Machine Learning for Storage and Execution Layers of Database Systems

CIFellows Spotlight highlights the work of the Computing Innovation Fellows (CIFellows) for the computing research community.

Ibrahim Sabek began his CIFellowship in September 2020 after receiving his PhD from the University of Minnesota in January 2020. Sabek is at the Massachusetts Institute of Technology (MIT) working with Michael Cafarella, Principal Research Scientist, and Tim Kraska, Associate Professor, at MIT’s Computer Science and Artificial Intelligence Laboratory.

Ibrahim Sabek

Current Project

My current project is exploiting machine learning models (ML) to optimize the performance of data-intensive systems, with special focus on data access and query execution modules. This includes introducing ML-optimized core data structures, such as indexes and bloom filters, and boosting the performance of main in-memory operations, such as joins and query scheduling, using statistical and deep learning techniques.

Machine learning (ML) has been exploited in different computing fields, e.g., computer vision, natural language processing, artificial intelligence, bioinformatics, etc, where researchers succeeded in providing solutions that exhibit useful learning behavior autonomously. Undoubtedly, the field of data management is not an exception to this, as there has been a flurry of research efforts over the past few decades to explore the usage of ML in automatically choosing database indexes, and fine-tuning physical query plans. However, such research efforts are still limited in trials and have not explored the full power of ML yet. My project aims to complement these trials and explore the applicability of learned solutions inside the core functions of database engines, and not just using ML as an out-of-box solution on top of the database operations.

Impact

With the current explosion in the amounts of data generated around us, database vendors need intelligent ways to manage, query and analyze data. Using my work, the core data access and query execution operations in databases become smarter and instance-optimized for different user-specific data and query workloads, resulting in improved performance. This paves the way for building a totally self-driven full-fledged learned data management system with value-added features that differentiate them from traditional databases.

Other Research

Besides this project, I develop a special interest in spatial data analysis and management, and how we adopt statistical learning and inference methods to provide efficient and scalable spatial-aware knowledge bases and analytics tools.

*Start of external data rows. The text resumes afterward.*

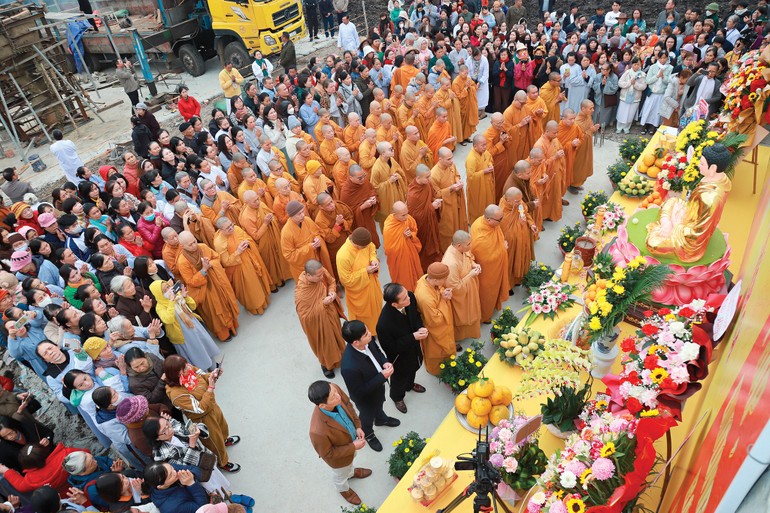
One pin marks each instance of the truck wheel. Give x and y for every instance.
(236, 53)
(191, 60)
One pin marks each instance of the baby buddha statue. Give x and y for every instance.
(684, 227)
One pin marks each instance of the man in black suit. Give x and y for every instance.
(365, 370)
(400, 330)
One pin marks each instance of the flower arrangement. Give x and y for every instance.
(538, 274)
(663, 362)
(591, 201)
(568, 236)
(608, 300)
(460, 371)
(632, 147)
(549, 299)
(503, 324)
(405, 451)
(519, 459)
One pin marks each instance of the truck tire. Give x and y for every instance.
(236, 53)
(192, 61)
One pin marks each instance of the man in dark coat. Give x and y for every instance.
(365, 370)
(400, 330)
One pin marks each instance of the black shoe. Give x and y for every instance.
(374, 443)
(391, 422)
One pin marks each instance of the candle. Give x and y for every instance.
(566, 267)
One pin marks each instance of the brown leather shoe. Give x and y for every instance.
(351, 496)
(361, 473)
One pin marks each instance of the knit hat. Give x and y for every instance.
(438, 271)
(132, 409)
(94, 346)
(294, 207)
(361, 237)
(20, 259)
(45, 220)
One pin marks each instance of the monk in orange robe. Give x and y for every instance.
(480, 172)
(200, 270)
(497, 144)
(491, 251)
(358, 193)
(243, 266)
(335, 220)
(424, 202)
(454, 215)
(551, 94)
(570, 137)
(518, 228)
(252, 182)
(319, 311)
(301, 241)
(434, 304)
(261, 224)
(414, 152)
(464, 281)
(584, 158)
(216, 203)
(440, 133)
(402, 247)
(359, 267)
(466, 92)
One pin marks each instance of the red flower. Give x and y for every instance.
(633, 405)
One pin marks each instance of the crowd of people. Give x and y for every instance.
(114, 291)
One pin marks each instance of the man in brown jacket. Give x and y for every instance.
(336, 435)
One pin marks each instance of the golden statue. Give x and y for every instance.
(684, 227)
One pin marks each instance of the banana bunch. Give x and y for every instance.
(520, 345)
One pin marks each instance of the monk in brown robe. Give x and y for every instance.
(252, 182)
(480, 172)
(498, 141)
(518, 228)
(301, 240)
(491, 251)
(335, 220)
(260, 223)
(570, 137)
(206, 281)
(424, 201)
(414, 152)
(402, 246)
(463, 279)
(243, 266)
(434, 304)
(359, 194)
(551, 94)
(319, 311)
(216, 203)
(466, 92)
(446, 179)
(584, 158)
(440, 133)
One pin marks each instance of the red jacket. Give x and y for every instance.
(52, 474)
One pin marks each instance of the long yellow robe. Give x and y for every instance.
(268, 239)
(320, 322)
(436, 315)
(454, 215)
(488, 246)
(296, 249)
(402, 253)
(481, 185)
(212, 293)
(247, 272)
(466, 302)
(363, 294)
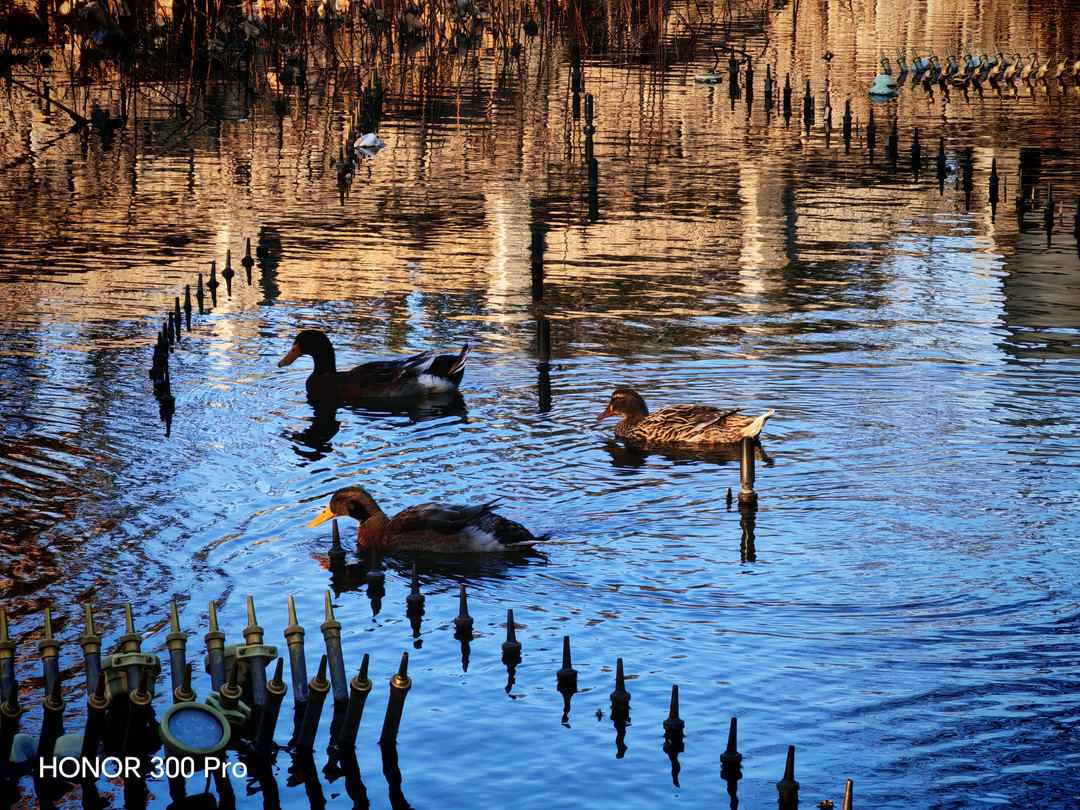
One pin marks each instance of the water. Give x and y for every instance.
(902, 608)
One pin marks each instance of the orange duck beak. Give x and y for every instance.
(287, 360)
(323, 517)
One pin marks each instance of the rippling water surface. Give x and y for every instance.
(902, 607)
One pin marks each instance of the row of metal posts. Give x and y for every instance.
(892, 148)
(133, 672)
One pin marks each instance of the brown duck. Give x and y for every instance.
(427, 526)
(679, 424)
(420, 375)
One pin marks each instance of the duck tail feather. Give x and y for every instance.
(459, 364)
(755, 427)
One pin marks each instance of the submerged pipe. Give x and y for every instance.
(746, 494)
(360, 688)
(97, 707)
(184, 692)
(316, 696)
(332, 634)
(787, 787)
(10, 714)
(131, 642)
(415, 598)
(215, 651)
(673, 724)
(52, 723)
(177, 648)
(462, 621)
(7, 660)
(620, 698)
(511, 647)
(257, 664)
(567, 676)
(275, 693)
(297, 664)
(731, 757)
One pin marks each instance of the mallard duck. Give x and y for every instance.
(1062, 67)
(1015, 67)
(422, 374)
(883, 83)
(679, 424)
(1030, 68)
(919, 64)
(427, 526)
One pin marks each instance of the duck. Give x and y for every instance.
(919, 64)
(1063, 66)
(422, 374)
(433, 526)
(1014, 67)
(679, 424)
(1030, 68)
(883, 83)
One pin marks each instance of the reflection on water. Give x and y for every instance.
(901, 605)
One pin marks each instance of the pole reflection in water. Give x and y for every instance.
(674, 727)
(567, 680)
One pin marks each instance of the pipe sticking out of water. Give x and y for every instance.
(511, 647)
(620, 698)
(177, 644)
(332, 634)
(131, 643)
(400, 685)
(184, 692)
(746, 495)
(787, 787)
(297, 664)
(316, 696)
(7, 659)
(97, 707)
(10, 713)
(275, 693)
(731, 757)
(52, 723)
(462, 621)
(215, 651)
(257, 663)
(360, 687)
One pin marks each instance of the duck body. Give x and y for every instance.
(679, 424)
(439, 527)
(419, 375)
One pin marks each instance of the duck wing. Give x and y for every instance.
(443, 518)
(692, 417)
(383, 372)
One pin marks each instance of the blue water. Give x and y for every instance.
(902, 607)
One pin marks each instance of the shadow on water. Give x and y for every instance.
(632, 456)
(313, 442)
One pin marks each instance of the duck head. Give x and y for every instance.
(624, 402)
(314, 343)
(348, 502)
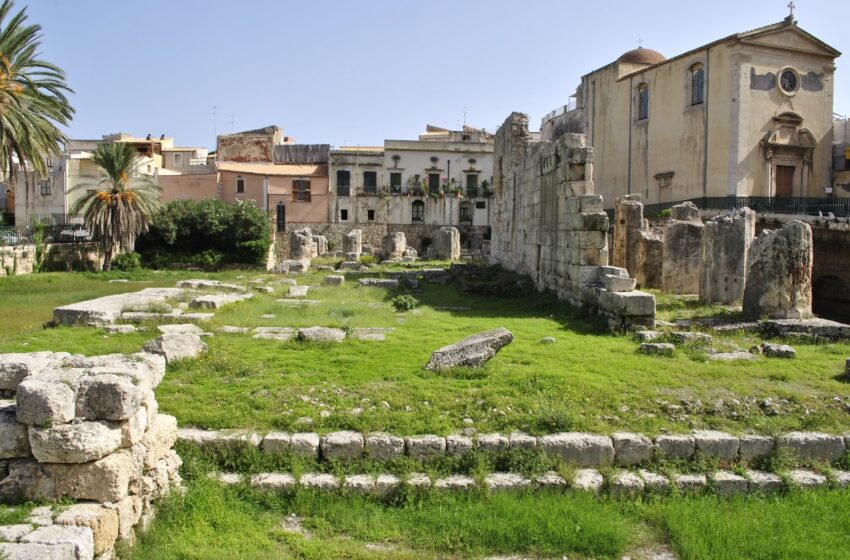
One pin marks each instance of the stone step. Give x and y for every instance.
(620, 484)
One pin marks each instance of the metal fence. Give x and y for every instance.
(804, 206)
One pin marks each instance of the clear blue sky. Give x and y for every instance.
(357, 72)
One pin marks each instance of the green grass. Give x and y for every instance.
(211, 521)
(589, 379)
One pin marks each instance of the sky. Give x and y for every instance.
(359, 72)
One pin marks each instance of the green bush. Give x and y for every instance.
(127, 262)
(404, 303)
(208, 233)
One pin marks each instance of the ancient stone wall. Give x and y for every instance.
(779, 274)
(725, 244)
(549, 225)
(20, 259)
(83, 429)
(682, 250)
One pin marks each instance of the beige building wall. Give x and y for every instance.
(728, 145)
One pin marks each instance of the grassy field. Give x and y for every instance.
(589, 379)
(212, 522)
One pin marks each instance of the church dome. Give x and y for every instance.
(641, 55)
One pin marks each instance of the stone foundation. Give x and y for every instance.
(550, 226)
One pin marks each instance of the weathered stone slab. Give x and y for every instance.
(471, 351)
(583, 450)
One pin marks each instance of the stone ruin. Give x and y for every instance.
(636, 246)
(725, 244)
(550, 226)
(682, 250)
(84, 429)
(779, 274)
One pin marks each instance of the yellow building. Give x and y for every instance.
(746, 115)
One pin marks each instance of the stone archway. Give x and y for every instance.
(831, 298)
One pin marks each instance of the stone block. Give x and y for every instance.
(675, 446)
(813, 445)
(583, 450)
(102, 521)
(425, 447)
(305, 445)
(342, 446)
(383, 447)
(753, 447)
(78, 442)
(718, 445)
(632, 449)
(729, 484)
(108, 397)
(42, 403)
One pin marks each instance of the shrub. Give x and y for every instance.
(127, 261)
(404, 303)
(183, 230)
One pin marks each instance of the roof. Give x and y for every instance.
(273, 169)
(787, 23)
(641, 55)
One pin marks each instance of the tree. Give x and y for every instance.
(124, 205)
(33, 98)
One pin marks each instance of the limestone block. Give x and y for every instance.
(394, 245)
(729, 484)
(813, 445)
(320, 334)
(675, 446)
(159, 439)
(657, 348)
(493, 442)
(80, 538)
(458, 445)
(625, 484)
(343, 445)
(102, 521)
(41, 403)
(14, 439)
(276, 443)
(587, 480)
(359, 483)
(690, 483)
(718, 445)
(334, 280)
(583, 450)
(305, 445)
(455, 482)
(632, 449)
(752, 447)
(505, 481)
(471, 351)
(763, 482)
(108, 397)
(383, 447)
(446, 244)
(424, 447)
(319, 481)
(78, 442)
(175, 347)
(779, 274)
(273, 481)
(805, 479)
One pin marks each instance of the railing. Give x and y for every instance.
(803, 206)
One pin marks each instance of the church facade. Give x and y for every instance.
(747, 115)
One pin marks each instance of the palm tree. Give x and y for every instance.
(123, 206)
(33, 98)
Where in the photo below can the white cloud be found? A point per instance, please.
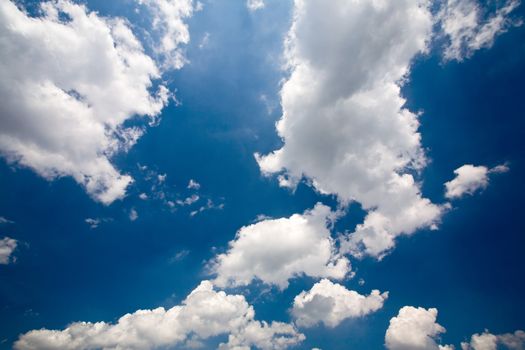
(414, 329)
(254, 5)
(344, 126)
(95, 222)
(133, 215)
(469, 179)
(208, 206)
(7, 247)
(273, 336)
(67, 87)
(168, 23)
(193, 185)
(276, 250)
(463, 24)
(4, 220)
(203, 314)
(331, 303)
(489, 341)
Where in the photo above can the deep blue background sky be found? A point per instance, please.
(471, 269)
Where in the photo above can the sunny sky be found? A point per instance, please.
(262, 174)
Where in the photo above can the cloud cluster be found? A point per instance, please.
(414, 329)
(344, 124)
(276, 250)
(469, 179)
(69, 80)
(7, 247)
(331, 303)
(254, 5)
(417, 329)
(467, 28)
(203, 314)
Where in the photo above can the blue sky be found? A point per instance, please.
(455, 260)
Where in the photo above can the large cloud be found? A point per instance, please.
(7, 247)
(203, 314)
(69, 80)
(467, 27)
(276, 250)
(331, 303)
(469, 179)
(344, 124)
(414, 329)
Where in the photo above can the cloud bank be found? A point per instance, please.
(203, 314)
(344, 126)
(70, 80)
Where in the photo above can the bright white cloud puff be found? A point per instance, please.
(276, 250)
(415, 329)
(203, 314)
(331, 303)
(344, 126)
(69, 80)
(7, 247)
(469, 179)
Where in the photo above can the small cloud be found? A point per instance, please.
(133, 215)
(95, 222)
(199, 6)
(181, 255)
(204, 41)
(192, 199)
(3, 220)
(194, 185)
(7, 247)
(254, 5)
(470, 179)
(209, 205)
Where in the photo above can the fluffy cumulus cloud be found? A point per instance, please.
(468, 27)
(414, 329)
(331, 303)
(469, 179)
(344, 124)
(203, 314)
(168, 23)
(489, 341)
(7, 247)
(276, 250)
(69, 80)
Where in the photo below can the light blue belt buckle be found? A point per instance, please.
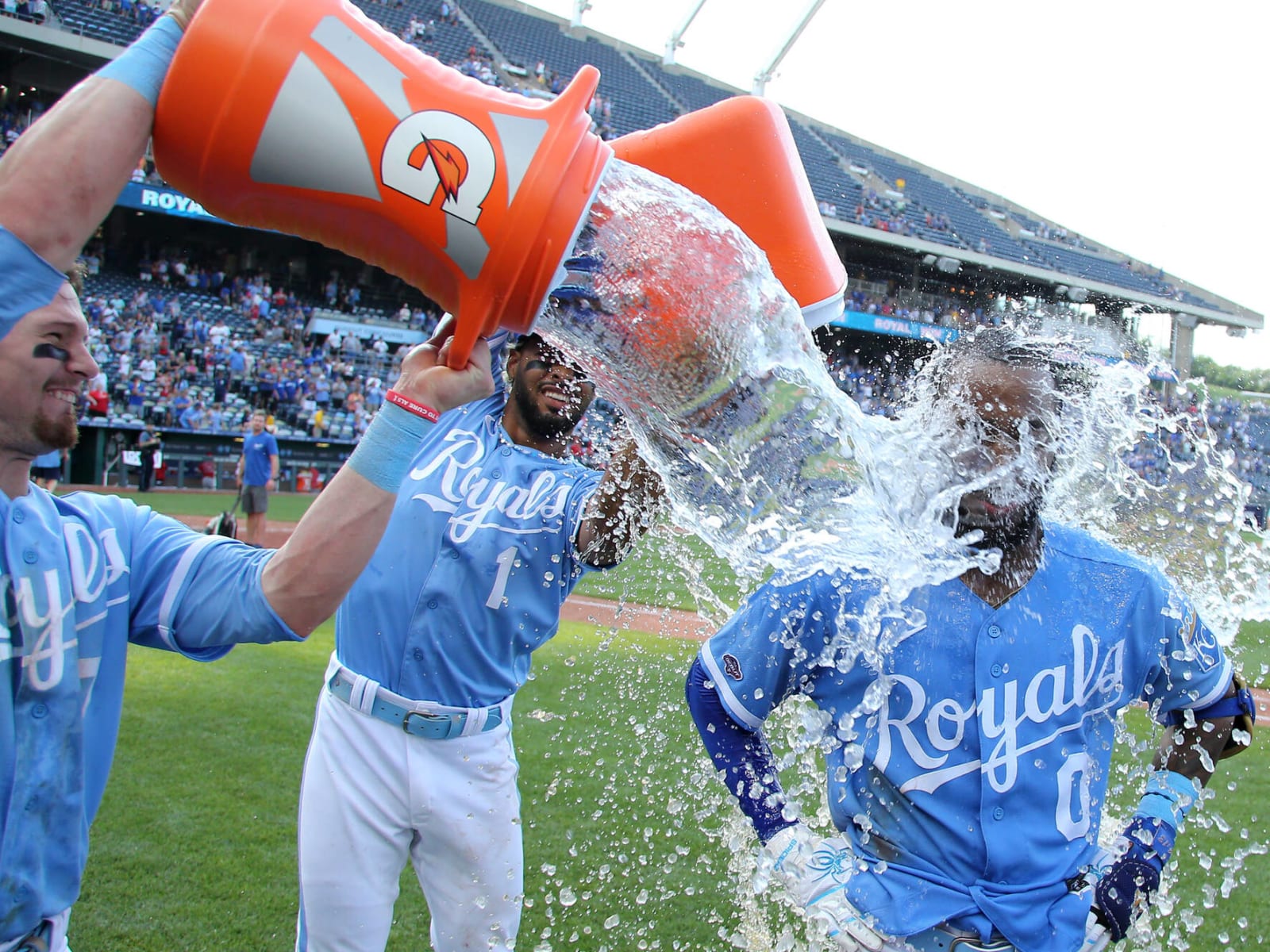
(440, 727)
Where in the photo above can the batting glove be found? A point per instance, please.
(1126, 885)
(814, 871)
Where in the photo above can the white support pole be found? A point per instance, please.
(764, 76)
(676, 38)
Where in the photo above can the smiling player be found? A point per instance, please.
(412, 753)
(968, 791)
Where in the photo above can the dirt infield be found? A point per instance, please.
(605, 613)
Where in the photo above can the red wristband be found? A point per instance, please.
(408, 404)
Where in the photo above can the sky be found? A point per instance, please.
(1132, 124)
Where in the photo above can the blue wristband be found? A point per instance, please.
(387, 450)
(1168, 797)
(144, 65)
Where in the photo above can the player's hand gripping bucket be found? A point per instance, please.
(740, 155)
(305, 117)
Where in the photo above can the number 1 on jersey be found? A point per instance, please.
(506, 560)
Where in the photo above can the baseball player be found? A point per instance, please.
(412, 754)
(86, 575)
(968, 757)
(257, 475)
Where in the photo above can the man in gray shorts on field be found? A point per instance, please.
(257, 475)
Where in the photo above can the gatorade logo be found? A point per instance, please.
(437, 156)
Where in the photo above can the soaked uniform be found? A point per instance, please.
(412, 752)
(984, 758)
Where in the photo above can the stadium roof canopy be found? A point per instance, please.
(948, 228)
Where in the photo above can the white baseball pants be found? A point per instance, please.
(374, 797)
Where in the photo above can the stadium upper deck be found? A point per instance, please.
(878, 206)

In this line of work, my research won the first place in the graduated student research competition (SRC) of ACM SIGSPATIAL’19, a top research venue in spatial data management and computing. In addition, my TurboReg system, a tool for efficient and scalable spatial regression analysis, was selected among the best papers of ACM SIGSPATIAL’18, and its extension, RegRocket system, was invited for a spatial issue of ACM TSAS journal, a top journal in spatial algorithms and systems.